Luís Damas, que estudou acupunctura na Escola de Medicina Oriental e Terapêuticas em Portugal, exerce a actividade há mais de duas décadas.
“O interesse pela acupunctura surgiu através de uma amizade que tive com um mestre chinês das artes marciais. Ele ensinou-me as artes marciais e as artes marciais chinesas tradicionais estão muito ligadas à acupunctura, aos pontos vitais. Porque nós aprendemos a manipular, a bater, a bloquear determinados pontos no corpo que são pontos ligados à acupunctura. Portanto, fiquei muito ligado à filosofia chinesa, às artes marciais e às filosofias do Taoísmo e do Confucionismo”, explica o acupuncturista, nascido em Nacala, na província moçambicana de Nampula.

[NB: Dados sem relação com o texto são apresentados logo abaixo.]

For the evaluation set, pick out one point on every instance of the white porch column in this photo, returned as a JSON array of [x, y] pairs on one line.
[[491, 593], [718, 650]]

Luís Damas, que já teve centros de acupunctura em Lisboa, White River e Pretória, na África do Sul, e agora em Maputo, capital de Moçambique, é membro associado da Fundação Europeia de Medicina Tradicional Chinesa.
Visão holística
Nos últimos anos, Luís Damas realizou inúmeras sessões de acupunctura relacionadas com as mais variadas doenças, como desequilíbrios hormonais, problemas digestivos, respiratórios ou renais.
“Procurei o tratamento terapêutico da medicina chinesa porque não conseguia andar, por causa da dor causada por um nervo ciático. Experimentei e estou muito feliz com o resultado. Logo na primeira sessão já me sentia bem melhor. Hoje já consigo andar sem dores”, refere Valérie Morais, uma das pacientes da Clínica de Acupunctura Luís Damas.
O tempo de tratamento, salienta Luís Damas, depende de cada paciente. Nos casos mais complexos, a técnica pode ser aplicada até três vezes por semana, mas na maioria das vezes um atendimento semanal é o suficiente para complementar o tratamento convencional.
“Já tive um caso de uma paciente que tinha um problema grave. Não conseguia mexer o pescoço e tinha dores que começaram a expandir-se para o braço. Num mês de tratamento ficou curada”, conta o especialista.
“Já tratei uma paciente de 57 anos de idade com o sistema imunitário altamente comprometido, diabética dependente de insulina. Fiz apenas cinco tratamentos até ela melhorar”, acrescenta.
A acupunctura “é uma medicina holística”, explica Luís Damas. “Daí ser importante conhecer o paciente. É diferente de prescrever um medicamento. Posso fazer o mesmo tratamento a 20 pessoas, mas o resultado e os efeitos desse tratamento não serão tão bons como se fizer uma terapia específica para cada um deles.”
“Há estudos científicos que demostram que a cura do cancro sempre implicou a mudança da própria pessoa”, sublinha. É exactamente igual nas sessões de tratamento através da acupunctura, defende Luís Damas.